Companies from outside of Washington State are not permitted to hold local growing licenses, and with Marapharm hailing from Canada that means it can’t be the licensed grower at the Washington site. The strategy is thus to purchase the land, build and outfit the facility, then lease it to Keating and other growers for their own production use. A departure compared to being the actual grower, but still a use of capital that generates a good return and diversifies both the company’s asset holdings and revenue model.

“Part of Kurt’s Washington license allows for unlimited processing,” says Sampson. “There is a building next to the production facility that we can turn into a processing center. We can equip it so as to maximize processing potential to be operated as a turnkey facility. For people who hold cultivation licenses but not processing licenses, we can allow cultivation on our property and then they can use the processing facility after harvests.”

Sampson says Nevada will be the company’s biggest cultivation center, as well as the one that receives the majority of the marketing budget. “The Nevada medical market is unusual in that it is a reciprocal state – if you are a medical cannabis user from another jurisdiction you can bring your card to Nevada and they will honor it,” explains Sampson. “Las Vegas gets 50 million visitors a year, and on November 9 the state voted to move forward with legalization, so that adds another aspect to the value of what we have there. I think our involvement in Nevada represents a giant step forward for our company.”

Looking out over the next 12 months, Marapharm intends to forge ahead with its application in Canada while completing the build-out at its Washington site.

In Nevada, the company wants to get production up and running sooner and use its processing facility to create edibles and other products suited to the local market. “We anticipate that the Nevada market will be more focused on processed products as opposed to the actual cannabis, as they can be used more discreetly,” says Sampson.

Reflecting the different regulatory atmosphere, the Nevada sites actually face April deadlines to begin operating, so Marapharm is working to have initial 5,000 square foot facilities functional on each within the prescribed time frame. “They are OK with us having a smaller building but with the intent to move ahead with a bigger structure at a later date,” Sampson says.

So, big plans and tight timelines, but how is Marapharm set to manage financially?
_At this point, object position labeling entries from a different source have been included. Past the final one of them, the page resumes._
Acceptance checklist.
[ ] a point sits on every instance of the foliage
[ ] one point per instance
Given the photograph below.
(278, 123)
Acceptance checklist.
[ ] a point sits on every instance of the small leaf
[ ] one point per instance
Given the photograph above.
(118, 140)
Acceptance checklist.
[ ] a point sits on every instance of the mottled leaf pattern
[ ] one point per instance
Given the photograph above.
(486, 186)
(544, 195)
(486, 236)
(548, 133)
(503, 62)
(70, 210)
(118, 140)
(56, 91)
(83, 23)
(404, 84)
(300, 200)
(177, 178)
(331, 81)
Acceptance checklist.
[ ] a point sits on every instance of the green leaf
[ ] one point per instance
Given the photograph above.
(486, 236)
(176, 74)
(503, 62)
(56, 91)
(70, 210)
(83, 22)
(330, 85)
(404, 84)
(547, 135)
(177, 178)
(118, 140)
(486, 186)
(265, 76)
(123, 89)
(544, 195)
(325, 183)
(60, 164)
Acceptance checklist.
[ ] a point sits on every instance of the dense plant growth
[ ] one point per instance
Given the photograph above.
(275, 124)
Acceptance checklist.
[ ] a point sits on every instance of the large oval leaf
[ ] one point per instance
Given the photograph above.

To begin with, the Nevada land is paid for and the company does not have any debt, plus warrant exercises brought in over $1.5 million as the stock price topped the $2.00 level in November. The stock trades good volume between $1.00 and $2.00, which suggests the company has financing options that would not require it to accept undue dilution if it needed to go to market.

Marapharm also has designs on California, not to mention automated vending machines, that, using proprietary biometrics for identification purposes, would be used where regulations allow. It is a strategy of diversification, integration, but focus on a young, growing cannabis industry – the pieces appear to fit.

“It is not often a chance like this comes along – it is kind of like the gold rush,” Sampson concludes. “We just feel so honored at the opportunity to be in on the ground floor and be working in good jurisdictions with great people. I think the future looks very bright.”